Meu bom Zímio, que arriscaste a tua vida pela minha… A lança procurava o meu corpo e não o teu. Vamos tratar de retirar a arma e fechar-te a ferida…

Já é tarde. Os meus dias terminam aqui, em alguns momentos. As forças esvaem-se, sinto-o… Já vejo a passagem nas alturas, por onde atravessarei, com destino ao além. Escuta-me, enquanto posso dizer-te o que nunca te disse.

Fiquei cativo ainda em criança. Fui escravo em algumas casas, onde me tratavam como mais um animal, explorado até às últimas forças nos mais duros dos trabalhos. Porém, os deuses apiedaram-se de mim e trouxeram-me para domínio dos teus pais. O teu nobre pai, Físias, resgatou-me de uma mina, pagando uma pequena fortuna, porque, na sua grande alma, não suportou ver um jovem de tenra idade a esgaravatar minério. Pagou ao capataz, levou-me, alimentou-me e deixou-me descansar os males sofridos, por uma longa temporada. Tratou-me como um filho, na verdade.

Mais tarde, pouco depois do teu nascimento, confiou-me a tua guarda e parte da tua educação. Acompanhei-te sempre de perto, com os mesmos cuidado e o carinho que tivera do meu Senhor.

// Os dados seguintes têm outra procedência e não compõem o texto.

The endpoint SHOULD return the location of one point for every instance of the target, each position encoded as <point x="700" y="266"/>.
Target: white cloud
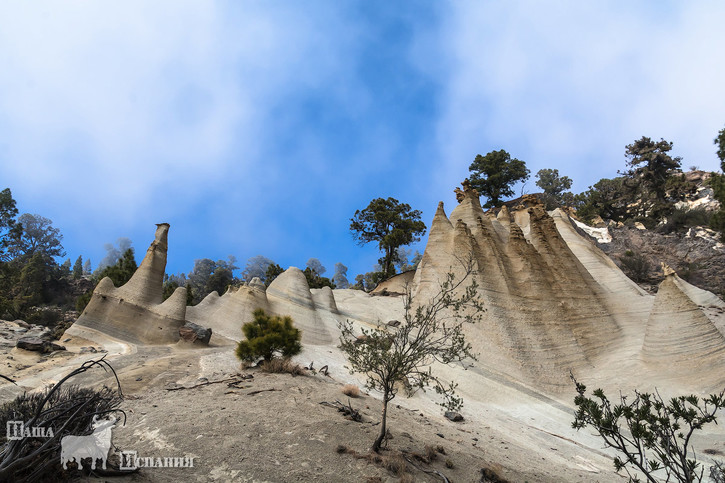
<point x="134" y="100"/>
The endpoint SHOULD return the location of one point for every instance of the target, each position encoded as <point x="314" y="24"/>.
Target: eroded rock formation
<point x="135" y="311"/>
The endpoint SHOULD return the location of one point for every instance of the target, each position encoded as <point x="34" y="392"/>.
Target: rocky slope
<point x="555" y="303"/>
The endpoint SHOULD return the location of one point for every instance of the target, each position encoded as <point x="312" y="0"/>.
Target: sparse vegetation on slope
<point x="267" y="336"/>
<point x="403" y="355"/>
<point x="651" y="435"/>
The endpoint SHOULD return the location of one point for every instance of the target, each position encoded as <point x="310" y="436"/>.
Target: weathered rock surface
<point x="191" y="332"/>
<point x="698" y="259"/>
<point x="136" y="311"/>
<point x="37" y="344"/>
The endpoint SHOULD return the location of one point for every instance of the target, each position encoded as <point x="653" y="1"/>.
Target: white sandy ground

Vi-te crescer, ensinei-te o que houvera aprendido, emendei-te as falhas e desacertos próprios da juventude e… no meu silêncio, pelo respeito da minha condição de servo, criei em mim, aquilo que julgo que será a afeição… o amor… de pai… por ti.

Nunca tive família, na sua forma comum; tive sim a família que me adoptou e uma “filha”, que me entregaram e a quem muito amo, de nome… Rubínia.

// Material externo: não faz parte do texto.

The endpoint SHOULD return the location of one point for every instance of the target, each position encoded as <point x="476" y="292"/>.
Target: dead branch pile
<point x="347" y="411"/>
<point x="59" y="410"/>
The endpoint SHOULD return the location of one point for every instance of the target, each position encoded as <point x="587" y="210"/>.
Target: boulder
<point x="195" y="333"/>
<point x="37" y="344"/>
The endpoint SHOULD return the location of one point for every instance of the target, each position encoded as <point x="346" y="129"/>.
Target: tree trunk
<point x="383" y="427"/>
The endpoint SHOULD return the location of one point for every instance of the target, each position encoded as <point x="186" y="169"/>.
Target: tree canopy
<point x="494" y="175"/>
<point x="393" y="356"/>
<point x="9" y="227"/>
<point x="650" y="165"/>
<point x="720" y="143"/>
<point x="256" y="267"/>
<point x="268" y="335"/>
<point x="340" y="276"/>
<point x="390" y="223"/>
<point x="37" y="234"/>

Por isso, se era minha obrigação servir-te de escudo ao perigo do dardo, era também minha paixão dar a minha vida pela tua, sempre que necessário, desde que te vi pela primeira vez, brilhante e rosada no pano de linho que te envolvia no berço… filha! Desculpa Senhora tratar-te assim, com tanta imprudência para um servo; perdoa o abuso deste moribundo…

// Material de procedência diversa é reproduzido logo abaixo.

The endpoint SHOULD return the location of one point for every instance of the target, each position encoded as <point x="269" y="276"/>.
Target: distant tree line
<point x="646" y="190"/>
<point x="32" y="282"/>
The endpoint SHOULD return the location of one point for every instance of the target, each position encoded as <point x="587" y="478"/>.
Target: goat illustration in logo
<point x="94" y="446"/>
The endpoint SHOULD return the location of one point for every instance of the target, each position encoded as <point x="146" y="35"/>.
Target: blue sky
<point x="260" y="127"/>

As lágrimas correram, juntando-se aos fios de sangue que continuavam inexoráveis na sua propagação.

Rúbinia lacrimejava igualmente, deixando, no entanto, transparecer um sorriso doce, de acalmia, até de felicidade. Beijou a testa a Zímio e acariciou-lhe o negro cabelo, denso e curto: “Sim, tenho a graça de ser protegida e bem querida por dois prodígios do cuidado paternal. Vejo agora, que é isto que me distingue e me dá tamanha força interior. Dois tutores, dois amparos, dois exemplos, dois pedagogos… que fortuna, a minha! Estimo-te muito, meu velho amigo Zímio… meu PAI.

As palavras saíram com efeito de seda, como bálsamos para as dores de Zímio. Deixou de sofrer, desapareceu a ferida no seu pensamento. Apaziguou na luta contra a morte. Colocou a mão trémula no rosto de Rubínia, fez o maior sorriso de toda a sua existência e, com o alento que lhe restava, proferiu: “Continuarei a velar por ti; estarei contigo em todos os teus momentos, sobretudo os mais difíceis. Lembra-te de mim, minha querida Rubínia…

Cerrou os olhos com candura e soltou o último folgo, profundo e de partida… Expirava.